Ökonomen verlangen, dass die privaten Haushalte beim Geldausgeben zurückgehalten werden, da die hohen Zinsen sie dazu veranlassen, mehr sparen zu wollen (Foto: Financial Times).
„Zinsprognosen sind wichtig, da die jüngste Aktienrallye hauptsächlich auf die Erwartung bald niedrigerer Zinsen zurückzuführen ist“, sagte Quincy Krosby, Chefstratege für Globale Märkte beim Brokerhaus LPL Financial, gegenüber CNBC . „Wenn sie ein positives Signal geben, wird der Markt weiter anziehen.“
In Europa ist die wirtschaftliche Lage schwierig. Das Wachstum wird durch den nachlassenden Welthandel, reduzierte Staatsausgaben und ein schleppendes Wachstum auf dem wichtigsten Exportmarkt China beeinträchtigt.
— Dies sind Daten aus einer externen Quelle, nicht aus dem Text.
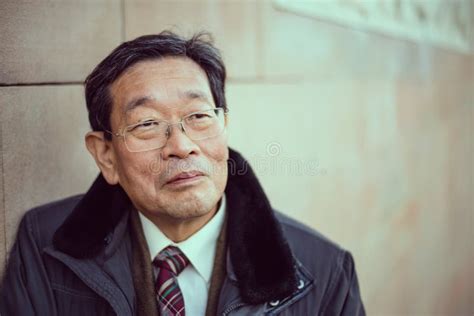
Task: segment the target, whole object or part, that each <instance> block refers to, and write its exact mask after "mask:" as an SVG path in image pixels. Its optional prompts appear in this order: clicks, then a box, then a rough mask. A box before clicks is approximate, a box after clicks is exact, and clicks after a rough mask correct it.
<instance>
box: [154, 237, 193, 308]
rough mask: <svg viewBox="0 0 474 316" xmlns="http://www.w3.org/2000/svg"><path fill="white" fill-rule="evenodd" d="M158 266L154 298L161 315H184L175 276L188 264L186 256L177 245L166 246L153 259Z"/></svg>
mask: <svg viewBox="0 0 474 316" xmlns="http://www.w3.org/2000/svg"><path fill="white" fill-rule="evenodd" d="M153 264H154V265H155V266H156V267H157V268H158V277H157V279H156V285H155V287H156V299H157V300H158V308H159V310H160V315H161V316H185V313H184V298H183V294H182V293H181V290H180V288H179V285H178V281H177V279H176V278H177V276H178V275H179V274H180V273H181V271H183V270H184V268H186V266H187V265H188V264H189V260H188V258H186V256H185V255H184V254H183V253H182V252H181V250H179V248H177V247H173V246H168V247H166V248H165V249H163V250H162V251H161V252H160V253H159V254H158V255H157V256H156V258H155V260H153Z"/></svg>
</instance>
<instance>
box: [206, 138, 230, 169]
mask: <svg viewBox="0 0 474 316" xmlns="http://www.w3.org/2000/svg"><path fill="white" fill-rule="evenodd" d="M201 148H202V151H203V153H204V154H205V155H206V156H207V157H208V159H210V160H211V162H212V163H219V164H222V163H227V159H228V158H229V148H228V147H227V138H226V137H220V138H217V139H215V140H213V141H209V140H208V141H207V142H206V143H205V144H204V146H203V147H201Z"/></svg>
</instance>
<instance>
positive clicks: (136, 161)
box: [117, 153, 154, 187]
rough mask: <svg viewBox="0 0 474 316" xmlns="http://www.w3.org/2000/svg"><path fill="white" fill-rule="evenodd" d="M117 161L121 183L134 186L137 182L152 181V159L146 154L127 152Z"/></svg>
mask: <svg viewBox="0 0 474 316" xmlns="http://www.w3.org/2000/svg"><path fill="white" fill-rule="evenodd" d="M117 162H118V164H117V165H118V174H119V182H120V183H121V184H123V185H126V186H127V184H128V186H132V187H133V186H135V185H137V184H139V183H144V182H145V183H148V182H150V181H153V177H152V174H153V173H152V170H151V168H153V166H154V164H153V159H152V158H151V157H148V155H143V154H142V155H137V154H134V153H127V154H125V155H123V156H122V157H121V159H120V160H118V161H117Z"/></svg>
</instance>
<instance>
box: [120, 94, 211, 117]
mask: <svg viewBox="0 0 474 316" xmlns="http://www.w3.org/2000/svg"><path fill="white" fill-rule="evenodd" d="M179 97H180V98H182V99H189V100H201V101H204V102H209V98H208V97H207V95H205V94H204V93H203V92H202V91H199V90H186V91H184V92H180V93H179ZM150 101H156V99H155V98H154V97H153V96H149V95H148V96H142V97H137V98H135V99H133V100H131V101H130V102H128V103H127V104H126V105H125V108H124V112H125V113H128V112H130V111H131V110H133V109H135V108H136V107H139V106H141V105H144V104H145V103H147V102H150Z"/></svg>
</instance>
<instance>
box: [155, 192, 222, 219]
mask: <svg viewBox="0 0 474 316" xmlns="http://www.w3.org/2000/svg"><path fill="white" fill-rule="evenodd" d="M219 199H220V195H219V194H217V192H209V191H206V192H201V193H197V192H196V193H194V192H193V193H191V194H183V193H181V194H179V195H177V196H174V194H173V195H172V196H169V197H166V198H164V199H163V200H161V199H160V200H161V201H159V203H158V204H159V205H158V207H157V208H155V210H159V211H157V212H158V213H159V214H162V215H166V216H168V217H171V218H174V219H177V220H185V219H192V218H196V217H201V216H204V215H207V214H208V213H209V212H211V211H213V210H214V209H215V206H216V204H217V202H218V201H219ZM155 212H156V211H155ZM157 215H158V214H157Z"/></svg>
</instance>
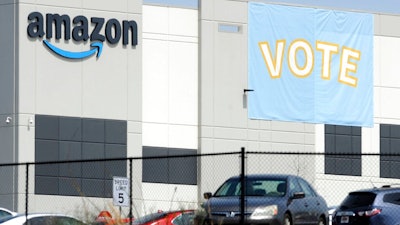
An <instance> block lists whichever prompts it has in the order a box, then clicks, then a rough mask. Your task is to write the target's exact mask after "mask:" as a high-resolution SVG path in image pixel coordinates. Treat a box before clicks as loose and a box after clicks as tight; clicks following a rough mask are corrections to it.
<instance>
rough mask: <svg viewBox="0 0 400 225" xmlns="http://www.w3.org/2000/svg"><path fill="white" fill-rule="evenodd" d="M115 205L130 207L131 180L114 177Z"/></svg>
mask: <svg viewBox="0 0 400 225" xmlns="http://www.w3.org/2000/svg"><path fill="white" fill-rule="evenodd" d="M113 203H114V205H117V206H129V179H128V178H127V177H113Z"/></svg>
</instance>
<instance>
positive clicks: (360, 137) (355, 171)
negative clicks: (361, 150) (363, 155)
mask: <svg viewBox="0 0 400 225" xmlns="http://www.w3.org/2000/svg"><path fill="white" fill-rule="evenodd" d="M325 153H327V155H325V174H336V175H350V176H361V127H352V126H338V125H325Z"/></svg>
Europäische Haushalte geben ihr während der Pandemie gespartes Geld außerdem nur zögerlich aus. All diese Faktoren haben zu einem stärkeren Wirtschaftsabschwung und einer niedrigeren Inflation in Europa geführt, was die EZB zu einer früheren Zinssenkung veranlasste.
Trotz der Möglichkeit niedrigerer Zinssätze in der Zukunft halten viele Ökonomen und Investoren eine Rückkehr zu den extrem niedrigen Zinssätzen vor der Pandemie angesichts dergeopolitischen Spannungen für unwahrscheinlich.
In den großen Volkswirtschaften, darunter auch China, dürfte die Zahl der Erwerbstätigen in den kommenden Jahren schrumpfen, da Millionen von Bürgern in den Ruhestand gehen. Die Spannungen zwischen China und dem Westen dürften die Produktionskosten erhöhen, da Unternehmen ihre Fabriken im Ausland verlagern.